# Hk 416d



## King of Battle (Feb 3, 2011)

I just picked up the new HK416D dedicated 22 long rifle-this one and wanted to post my initial thoughts for those of you interested in it. The rifle is an H&K licensed reproduction made by Walther (in Germany) and is being imported/serviced by Umarex. I happened across this one on Buds. The rifle appears to still be fairly scarce (at least in this area) and there is not much, if any info, (that I could find) on them so, here is my contribution.

Overall, the quality appears to be very good with one exception; the dust cover on mine does not close (the latch does not engage). It is my undrstanding (according to the product description and vids that I have seen) that it is supposed to work-mine does not. I have e-mailed Umarex and am awaiting a response. Hopefully, this is something that can be fixed with minimal trouble. If not, it is not too big of a deal for me but it would be nice if it worked properly.
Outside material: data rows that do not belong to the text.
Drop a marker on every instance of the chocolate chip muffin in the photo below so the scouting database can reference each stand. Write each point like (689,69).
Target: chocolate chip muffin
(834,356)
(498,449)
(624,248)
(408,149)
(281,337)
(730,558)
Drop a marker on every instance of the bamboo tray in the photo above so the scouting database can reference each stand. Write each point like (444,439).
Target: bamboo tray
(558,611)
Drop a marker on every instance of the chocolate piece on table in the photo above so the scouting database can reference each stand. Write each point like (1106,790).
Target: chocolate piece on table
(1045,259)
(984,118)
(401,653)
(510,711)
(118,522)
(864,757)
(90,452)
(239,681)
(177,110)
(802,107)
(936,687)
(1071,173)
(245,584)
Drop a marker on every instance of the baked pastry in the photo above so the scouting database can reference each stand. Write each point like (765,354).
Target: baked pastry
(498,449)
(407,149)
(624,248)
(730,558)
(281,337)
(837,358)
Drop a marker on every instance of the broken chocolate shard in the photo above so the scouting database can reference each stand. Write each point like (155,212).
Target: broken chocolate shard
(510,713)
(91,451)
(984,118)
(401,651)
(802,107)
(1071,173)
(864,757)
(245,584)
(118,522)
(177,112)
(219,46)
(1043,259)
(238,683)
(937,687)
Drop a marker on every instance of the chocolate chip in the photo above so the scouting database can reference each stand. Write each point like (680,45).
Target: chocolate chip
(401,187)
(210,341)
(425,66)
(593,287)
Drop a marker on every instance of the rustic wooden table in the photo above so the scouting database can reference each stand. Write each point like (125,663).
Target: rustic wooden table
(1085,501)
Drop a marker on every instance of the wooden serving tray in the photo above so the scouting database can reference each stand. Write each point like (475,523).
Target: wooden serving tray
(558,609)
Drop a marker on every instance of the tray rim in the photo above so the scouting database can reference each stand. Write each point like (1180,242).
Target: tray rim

Some improvements appear to have been made since the Umarex Colt M4's, namely, the field stripping is a little easier. From what I have read/seen, the Colt required one to loosen the flash hider before being able to pop the rear pin. Once done, there were two loose pieces (in the Colts) that were to be removed, (the bolt hold and another part in the lower-not sure what the latter is called off hand).

Said procedure has been slightly simplified in the HK. The rear take-down pin can be easily removed without messing with the flash hider and the loose parts now appear to be fixed parts.

Magazines appear to be interchangable with the Colt models. I purchased a spare 30 round Colt mag for my HK and although it seats just fine, it does not drop free as does the stock-included 20 round mag. That may, or may not be related to the specific mag that I bought, I do not know.

I can not say much more in this mini review as I will not get range time until (hopefully) this weekend. I would also add pics for you but lack the knowledge and/or capacity to do so. As the linked video shows, the rifle is all metal (except the stock) and has a pretty good bit of weight to it. It certainly feels a good deal heavier than my S&W M&P15-22. Hopefully the HK will be as reliable and accurate as my M&P. I guess that I will find out soon enough.

The stock HK diopter sights appear the be pretty nice but I found that I like my Magpul sights a bit more. Anyway, I guess that is all that I can offer for now. I will try to report back (hopefully with a good range report).

I almost forgot to add a small note about ammo. The lower is stamped with the model i.e. HK 416D. It is also stamped with 22 L.R. HV. It goes without say that the L.R. means long rifle and one might assume that the HV means high-velocity. One nagging concern for me is that this rifle will only work well with the more expensive high velocity stuff, i.e. CCI mini mags, etc. Again, I will find out soon enough but hope that is not the case.


----------